The current market cap is about $8 billion. Roughly, that's two times revenue, 13 times free cash flow, and two times net tangible book value. The stock price reflects current fair valuation if not considering future growth. But, I believe people are still massively underestimating the potential of the new mobile products. If we give the benefit of doubt regarding Tegra in the future, it could contribute the same amount of revenue and margins as GPU does today in three to four years. That would approximately give a valuation of $30 billion by then, which equates to $60/share, give or take.

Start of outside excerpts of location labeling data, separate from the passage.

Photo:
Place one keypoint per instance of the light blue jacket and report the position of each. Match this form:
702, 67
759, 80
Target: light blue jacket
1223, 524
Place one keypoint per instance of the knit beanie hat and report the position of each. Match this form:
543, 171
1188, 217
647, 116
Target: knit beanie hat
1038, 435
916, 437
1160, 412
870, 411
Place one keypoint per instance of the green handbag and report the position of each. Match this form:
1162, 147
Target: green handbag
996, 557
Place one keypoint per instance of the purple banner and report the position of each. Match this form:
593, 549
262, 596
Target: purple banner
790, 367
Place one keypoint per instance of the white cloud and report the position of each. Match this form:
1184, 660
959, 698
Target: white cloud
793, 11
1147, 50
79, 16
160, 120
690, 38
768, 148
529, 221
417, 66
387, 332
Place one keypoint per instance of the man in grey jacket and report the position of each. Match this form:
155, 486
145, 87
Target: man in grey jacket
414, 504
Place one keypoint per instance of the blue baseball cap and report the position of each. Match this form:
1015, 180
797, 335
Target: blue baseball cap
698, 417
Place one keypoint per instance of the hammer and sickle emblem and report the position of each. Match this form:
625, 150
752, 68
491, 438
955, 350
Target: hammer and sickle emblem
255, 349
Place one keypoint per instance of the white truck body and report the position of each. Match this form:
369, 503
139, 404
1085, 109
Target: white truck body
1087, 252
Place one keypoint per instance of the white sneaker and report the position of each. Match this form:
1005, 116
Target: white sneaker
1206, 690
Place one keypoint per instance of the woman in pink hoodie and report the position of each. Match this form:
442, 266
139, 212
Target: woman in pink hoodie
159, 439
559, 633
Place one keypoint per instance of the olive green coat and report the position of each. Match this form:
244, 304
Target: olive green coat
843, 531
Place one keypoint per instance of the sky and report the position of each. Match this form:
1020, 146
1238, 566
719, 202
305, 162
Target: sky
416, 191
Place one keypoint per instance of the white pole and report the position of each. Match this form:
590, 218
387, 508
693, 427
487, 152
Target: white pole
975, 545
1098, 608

The solid balance sheet that NVDA enjoys affords both the company and investors to have a longer-term strategy. The net cash book value is approximately $7 to $8 per share, not counting the rich IP portfolio. NVDA has been an underdog for the last couple of years. It has almost become a value stock. This is a story every value investor would die for: value stock with blockbuster growth potential.
Recently management felt the pressure of stock under performance and decided to do something, namely to return $1 billion cash to investors through dividends and buybacks. Normally, this would not be a great thing for tech companies because it signals slow growth. However, in this particular situation I'd rather view it as a catalyst for the share price to vault to another level. The share repurchase is in stunning scale and in a short time frame. Management is determined not to tolerate the languishing of the stock price any more. From a technical viewpoint, the timing is ripe. All the doubters should have cleared the deck by now.
Given the strategic technical position of NVDA, I wouldn't be surprised to see a suitor, especially from Japanese tech giants. Japanese tech companies are so behind the curve they should be desperate to find an acquisition to latch onto.
It just makes sense to invest in NVDA today.